I definitely didn't use the correct language in my post above. But I think we've got the misunderstanding cleared up now.

I'll try to use the word "Load/store Unit" when talking about that part of the CPU from now on.

lallysingh · on Feb 16, 2023

Almost any array-math implementation that's aware of cache sizes is going to outperform the ones that don't. By a heavy margin.

eklitzke · on Feb 16, 2023

People already do optimizations like this all the time, when they're working on low-level code that can benefit from it. Sorting is actually a good example, all of the major sort implementations typically use quicksort when the array size is large enough and then at some level of the recursion the arrays get small enough that insertion sort (or even sorting network) is faster. So sorting a large array will use at least two different sorting methods depending on what level of recursion is happening.

You can get information about the cache line sizes and cache hierarchy at runtime from sysfs/sysconf, but I don't think many people actually do this.
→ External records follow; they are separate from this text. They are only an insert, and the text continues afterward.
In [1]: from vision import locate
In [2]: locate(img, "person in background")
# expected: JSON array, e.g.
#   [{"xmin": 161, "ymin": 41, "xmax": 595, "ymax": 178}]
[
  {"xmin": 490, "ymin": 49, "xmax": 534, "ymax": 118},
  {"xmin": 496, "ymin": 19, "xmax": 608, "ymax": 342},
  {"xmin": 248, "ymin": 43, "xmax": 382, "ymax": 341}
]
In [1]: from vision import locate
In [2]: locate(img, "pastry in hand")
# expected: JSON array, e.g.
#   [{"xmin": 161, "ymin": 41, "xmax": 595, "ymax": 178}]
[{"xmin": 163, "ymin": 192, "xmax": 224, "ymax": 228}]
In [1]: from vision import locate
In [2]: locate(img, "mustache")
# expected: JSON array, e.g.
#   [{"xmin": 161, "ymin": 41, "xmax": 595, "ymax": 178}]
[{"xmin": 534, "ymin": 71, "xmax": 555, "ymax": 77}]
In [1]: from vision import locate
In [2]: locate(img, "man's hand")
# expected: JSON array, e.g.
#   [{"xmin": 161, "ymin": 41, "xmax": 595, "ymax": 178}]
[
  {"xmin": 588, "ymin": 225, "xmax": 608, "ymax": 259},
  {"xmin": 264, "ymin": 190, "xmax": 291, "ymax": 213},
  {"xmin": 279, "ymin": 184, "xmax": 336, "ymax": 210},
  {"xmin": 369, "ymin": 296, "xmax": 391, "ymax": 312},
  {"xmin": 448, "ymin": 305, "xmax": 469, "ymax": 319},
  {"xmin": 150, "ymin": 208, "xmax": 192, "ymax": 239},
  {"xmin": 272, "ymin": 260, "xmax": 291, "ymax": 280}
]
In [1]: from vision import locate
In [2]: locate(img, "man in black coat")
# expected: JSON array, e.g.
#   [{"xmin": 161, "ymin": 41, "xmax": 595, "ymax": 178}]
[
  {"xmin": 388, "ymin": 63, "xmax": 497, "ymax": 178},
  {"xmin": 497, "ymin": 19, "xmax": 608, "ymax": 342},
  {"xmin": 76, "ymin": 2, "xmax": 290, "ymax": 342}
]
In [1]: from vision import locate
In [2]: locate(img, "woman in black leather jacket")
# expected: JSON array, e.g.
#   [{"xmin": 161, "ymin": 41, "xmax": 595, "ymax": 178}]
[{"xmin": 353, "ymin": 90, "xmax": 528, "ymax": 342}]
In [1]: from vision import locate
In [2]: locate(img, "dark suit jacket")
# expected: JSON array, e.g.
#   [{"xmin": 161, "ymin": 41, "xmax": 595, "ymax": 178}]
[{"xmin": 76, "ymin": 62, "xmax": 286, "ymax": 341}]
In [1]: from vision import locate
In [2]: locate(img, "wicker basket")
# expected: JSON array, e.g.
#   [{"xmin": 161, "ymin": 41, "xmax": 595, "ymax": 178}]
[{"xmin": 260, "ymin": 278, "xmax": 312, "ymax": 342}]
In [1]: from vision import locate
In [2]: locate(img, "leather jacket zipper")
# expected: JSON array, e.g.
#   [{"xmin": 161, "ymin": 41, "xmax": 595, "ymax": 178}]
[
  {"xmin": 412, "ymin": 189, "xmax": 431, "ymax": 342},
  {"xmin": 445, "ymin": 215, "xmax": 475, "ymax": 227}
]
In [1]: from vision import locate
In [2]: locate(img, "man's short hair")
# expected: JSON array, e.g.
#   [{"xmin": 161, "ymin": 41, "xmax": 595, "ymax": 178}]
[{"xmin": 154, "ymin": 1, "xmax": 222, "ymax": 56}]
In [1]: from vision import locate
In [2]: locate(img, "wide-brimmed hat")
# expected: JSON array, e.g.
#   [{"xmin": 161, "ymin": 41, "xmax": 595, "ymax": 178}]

Instead they just size things so that on the common architectures they expect to run on things will be sized appropriately, since these cache sizes don't change frequently. If you really want to optimize things, when you compile with -march=native (or some specific target architecture) GCC/Clang will implicitly add a bunch of command line flags to the compiler invocation that set up different preprocessor defines that expose information about the cache sizes/hierarchy for the target architecture.

skavi · on Feb 16, 2023

AVX-512 has masks and a lot of new instructions. It's not just wider.

VHRanger · on Feb 16, 2023

My understanding is that AVX-512 also has a lot more functions, so composing something less naturally parallel (eg. simdJSON) is easier in it

adgjlsfhk1 · on Feb 16, 2023

avx512 also gives you 2x more register space which can be very useful.

lodi · on Feb 16, 2023

It's not "8-wide", it's "512-bits wide". The basic "foundation" profile supports splitting up those bits into 8 qword, 16 dword, etc. while other profiles support finer granularity up to 64 bytes. Plus you get more registers, new instructions, and so on.

IanCutress · on Feb 17, 2023

AVX2 is like a portion of a pie without filling. AVX512 is like a full pie with extra filling. You're getting filling, not simply more pie.